Döneminde Fransızca ve İngilizce bilen bir öğretmen olan Necmi Yener, Muğla Kız Meslek Lisesi ve Muğla Turgut Reis Lisesi’nde yardımcı hocalık da yapmıştır. O aynı zamanda bir köy planlayıcısı, bir köy önderi ve eşsiz bir eğitimcidir. Yazımızı onun“Muallim”Başlıklı şiirinden aldığım iki kıtasıyla bitirelim.

Ben bir muallimim içime doğdu ilk kez şiir

Fakat muallimi tanımlayan mısraları bulmakta zorlandım

Çünkü muallimler tanır mesleği, ideal, yüce meslektir.

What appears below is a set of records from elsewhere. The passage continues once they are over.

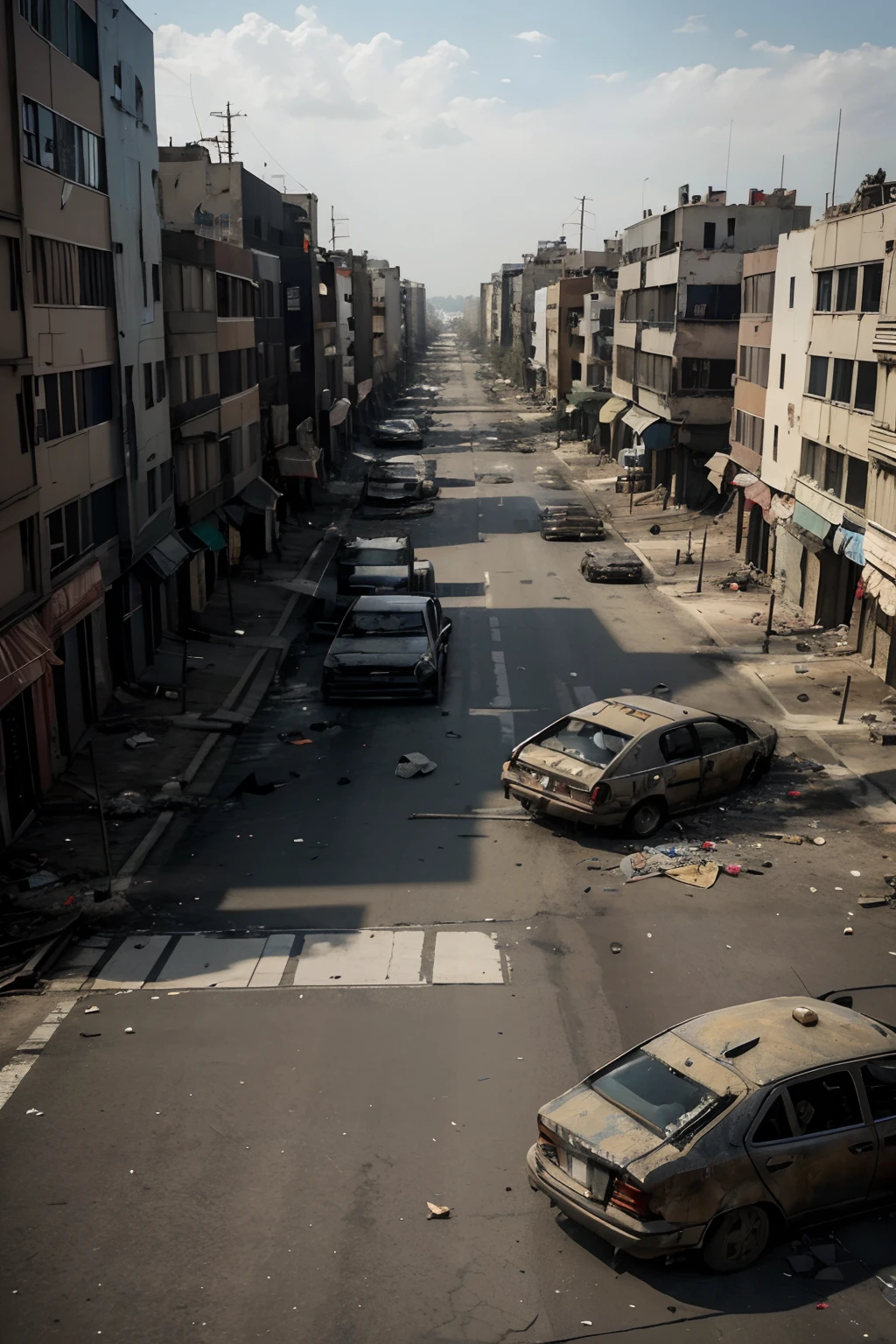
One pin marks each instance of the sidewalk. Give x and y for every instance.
(803, 672)
(230, 666)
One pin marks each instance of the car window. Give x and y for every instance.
(586, 742)
(715, 737)
(679, 745)
(825, 1102)
(774, 1125)
(880, 1086)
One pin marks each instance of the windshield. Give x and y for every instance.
(654, 1093)
(373, 556)
(383, 622)
(586, 742)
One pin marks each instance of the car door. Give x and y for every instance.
(680, 752)
(878, 1081)
(812, 1145)
(724, 757)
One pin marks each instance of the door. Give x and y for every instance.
(812, 1146)
(878, 1078)
(682, 772)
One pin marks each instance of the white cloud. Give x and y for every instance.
(771, 49)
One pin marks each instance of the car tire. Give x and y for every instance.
(737, 1239)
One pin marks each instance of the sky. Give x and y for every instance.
(453, 136)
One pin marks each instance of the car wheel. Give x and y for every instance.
(647, 819)
(737, 1239)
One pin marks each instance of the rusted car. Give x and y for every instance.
(634, 762)
(707, 1135)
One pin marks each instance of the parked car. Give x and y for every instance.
(612, 567)
(388, 648)
(634, 761)
(382, 564)
(396, 431)
(704, 1135)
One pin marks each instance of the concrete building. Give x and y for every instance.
(676, 327)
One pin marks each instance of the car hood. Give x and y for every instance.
(580, 774)
(391, 651)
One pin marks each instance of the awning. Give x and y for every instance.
(812, 522)
(73, 601)
(167, 558)
(258, 496)
(612, 410)
(25, 654)
(339, 410)
(208, 536)
(850, 543)
(639, 420)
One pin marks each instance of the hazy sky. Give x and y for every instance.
(456, 135)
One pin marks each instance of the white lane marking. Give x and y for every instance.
(466, 958)
(269, 972)
(132, 962)
(12, 1074)
(199, 962)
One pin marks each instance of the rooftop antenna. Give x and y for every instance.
(228, 117)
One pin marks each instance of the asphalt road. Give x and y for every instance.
(256, 1163)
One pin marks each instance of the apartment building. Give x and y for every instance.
(677, 324)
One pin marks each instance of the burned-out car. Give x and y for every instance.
(612, 567)
(382, 564)
(708, 1133)
(388, 648)
(396, 431)
(634, 761)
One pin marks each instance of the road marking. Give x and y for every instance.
(12, 1074)
(466, 958)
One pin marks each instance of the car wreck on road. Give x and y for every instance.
(634, 762)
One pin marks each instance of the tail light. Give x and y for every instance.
(630, 1199)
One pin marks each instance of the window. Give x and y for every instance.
(760, 293)
(872, 285)
(774, 1125)
(705, 374)
(748, 430)
(679, 745)
(835, 472)
(62, 147)
(818, 375)
(846, 286)
(856, 481)
(880, 1088)
(754, 365)
(865, 385)
(825, 1103)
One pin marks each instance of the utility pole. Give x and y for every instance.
(228, 117)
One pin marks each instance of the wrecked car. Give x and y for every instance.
(396, 431)
(382, 564)
(634, 762)
(704, 1136)
(612, 567)
(388, 648)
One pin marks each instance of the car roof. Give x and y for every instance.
(785, 1047)
(393, 602)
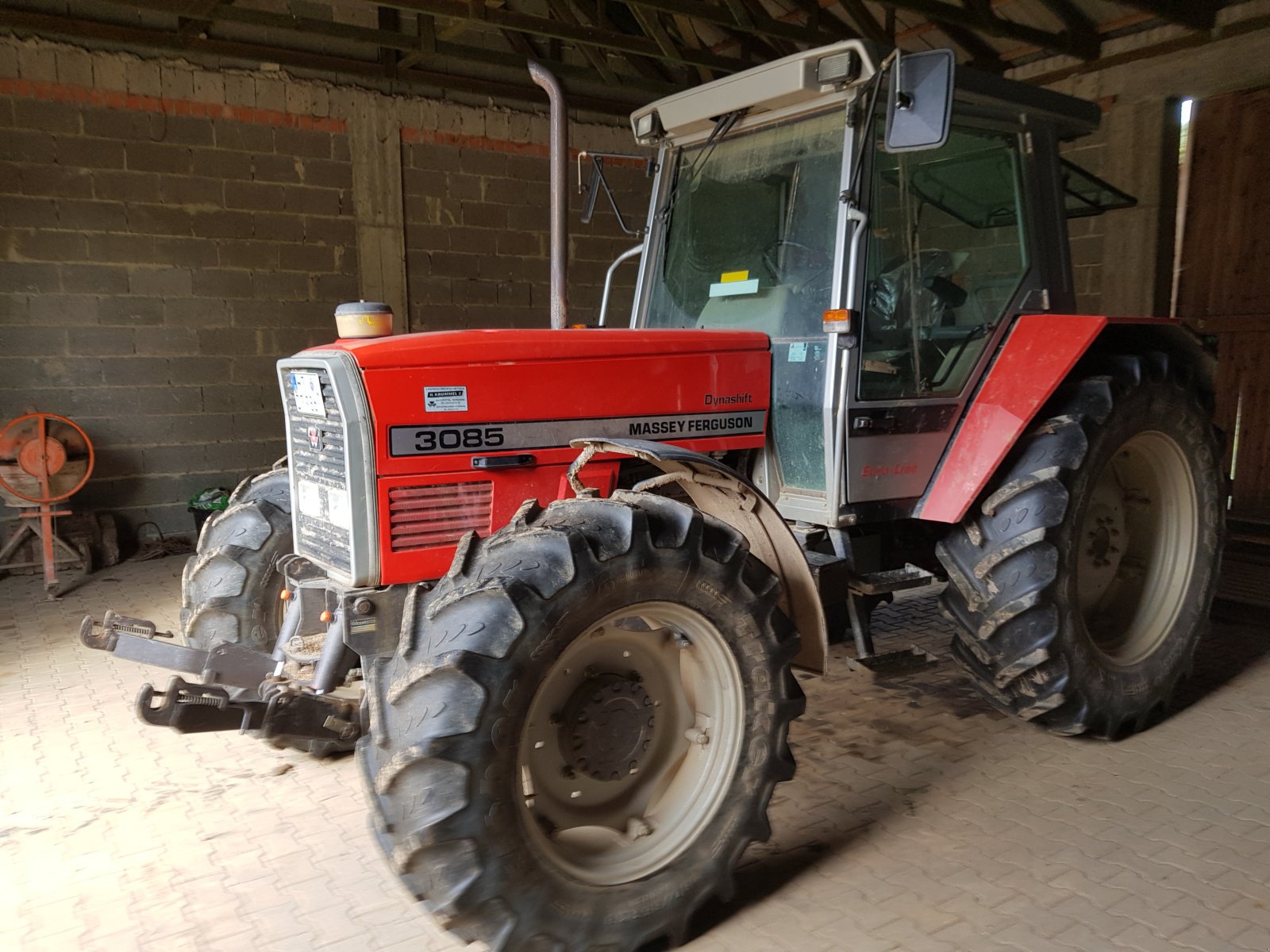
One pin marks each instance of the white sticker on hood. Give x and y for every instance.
(444, 399)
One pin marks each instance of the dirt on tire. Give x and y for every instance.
(448, 708)
(1014, 562)
(230, 585)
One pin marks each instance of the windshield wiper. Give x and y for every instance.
(723, 126)
(865, 126)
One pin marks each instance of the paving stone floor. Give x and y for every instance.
(920, 819)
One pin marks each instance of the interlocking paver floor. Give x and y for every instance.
(920, 819)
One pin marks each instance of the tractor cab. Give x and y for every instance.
(882, 224)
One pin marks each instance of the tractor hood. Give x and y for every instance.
(441, 397)
(448, 348)
(402, 444)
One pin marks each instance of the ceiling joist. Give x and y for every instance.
(610, 54)
(979, 17)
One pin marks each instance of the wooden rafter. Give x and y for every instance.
(978, 16)
(1197, 14)
(865, 22)
(78, 29)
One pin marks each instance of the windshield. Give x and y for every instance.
(749, 230)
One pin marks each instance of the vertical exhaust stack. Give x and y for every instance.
(545, 79)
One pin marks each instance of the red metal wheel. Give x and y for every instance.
(41, 446)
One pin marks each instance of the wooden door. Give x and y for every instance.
(1225, 277)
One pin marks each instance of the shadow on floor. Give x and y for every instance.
(1237, 641)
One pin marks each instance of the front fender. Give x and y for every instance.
(725, 494)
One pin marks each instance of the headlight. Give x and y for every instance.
(648, 127)
(840, 67)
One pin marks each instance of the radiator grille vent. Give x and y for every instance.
(421, 517)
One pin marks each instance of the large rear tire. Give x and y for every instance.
(230, 585)
(583, 725)
(1083, 583)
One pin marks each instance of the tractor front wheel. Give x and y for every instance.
(1083, 584)
(232, 584)
(583, 724)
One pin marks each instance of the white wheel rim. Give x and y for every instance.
(1137, 547)
(613, 799)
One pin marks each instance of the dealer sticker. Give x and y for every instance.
(444, 399)
(306, 390)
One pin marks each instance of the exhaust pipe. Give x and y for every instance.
(545, 79)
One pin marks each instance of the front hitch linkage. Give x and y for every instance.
(260, 702)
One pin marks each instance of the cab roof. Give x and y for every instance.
(793, 80)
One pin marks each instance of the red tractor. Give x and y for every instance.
(575, 566)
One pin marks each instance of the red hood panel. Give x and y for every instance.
(446, 348)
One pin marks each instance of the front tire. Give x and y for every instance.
(232, 585)
(583, 725)
(1083, 584)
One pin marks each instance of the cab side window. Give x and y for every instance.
(946, 253)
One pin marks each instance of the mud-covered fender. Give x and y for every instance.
(725, 494)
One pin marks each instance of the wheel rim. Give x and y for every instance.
(630, 743)
(1137, 547)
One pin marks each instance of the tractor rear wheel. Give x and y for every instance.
(582, 727)
(1083, 584)
(232, 584)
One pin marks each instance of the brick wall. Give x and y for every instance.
(154, 264)
(478, 232)
(168, 232)
(1118, 257)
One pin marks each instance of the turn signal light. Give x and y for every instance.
(837, 321)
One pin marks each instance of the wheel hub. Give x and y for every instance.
(1103, 543)
(607, 727)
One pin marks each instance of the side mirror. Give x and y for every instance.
(920, 103)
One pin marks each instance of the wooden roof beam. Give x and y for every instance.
(554, 29)
(1197, 14)
(724, 16)
(865, 22)
(983, 21)
(80, 29)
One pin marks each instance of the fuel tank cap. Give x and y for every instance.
(364, 319)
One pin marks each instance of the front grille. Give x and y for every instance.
(319, 478)
(421, 517)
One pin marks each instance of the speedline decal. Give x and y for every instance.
(541, 435)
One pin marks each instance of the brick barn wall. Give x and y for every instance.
(478, 234)
(168, 232)
(156, 260)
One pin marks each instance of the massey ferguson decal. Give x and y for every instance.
(541, 435)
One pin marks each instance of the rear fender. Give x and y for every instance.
(1038, 355)
(725, 494)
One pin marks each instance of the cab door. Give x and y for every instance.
(949, 262)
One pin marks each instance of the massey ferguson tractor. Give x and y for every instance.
(552, 582)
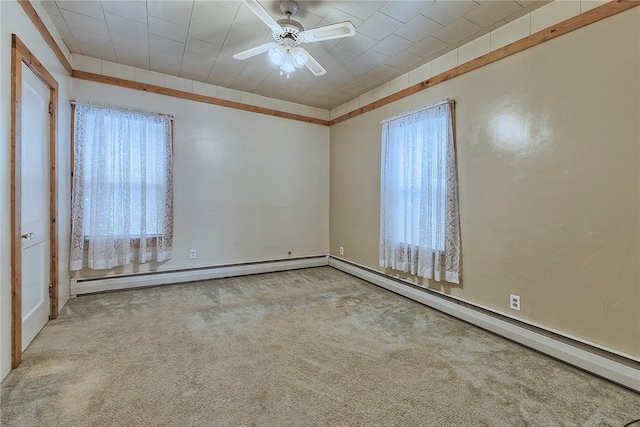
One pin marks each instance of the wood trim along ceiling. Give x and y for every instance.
(114, 81)
(601, 12)
(21, 54)
(44, 32)
(564, 27)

Her hangi bir meslekle mukayese etmek asla mümkün değildir.

“ Muallim örnek olur, sevgiyi, saygıyı, şevkati aşılar

Güçlenir vatan, ulus ve bayrak aşkı gibi duygulara

Ne mutlu büyük kurtarıcıya örnek olan muallimlere

Ne mutlu Kemalist muallimleri olan talebelere.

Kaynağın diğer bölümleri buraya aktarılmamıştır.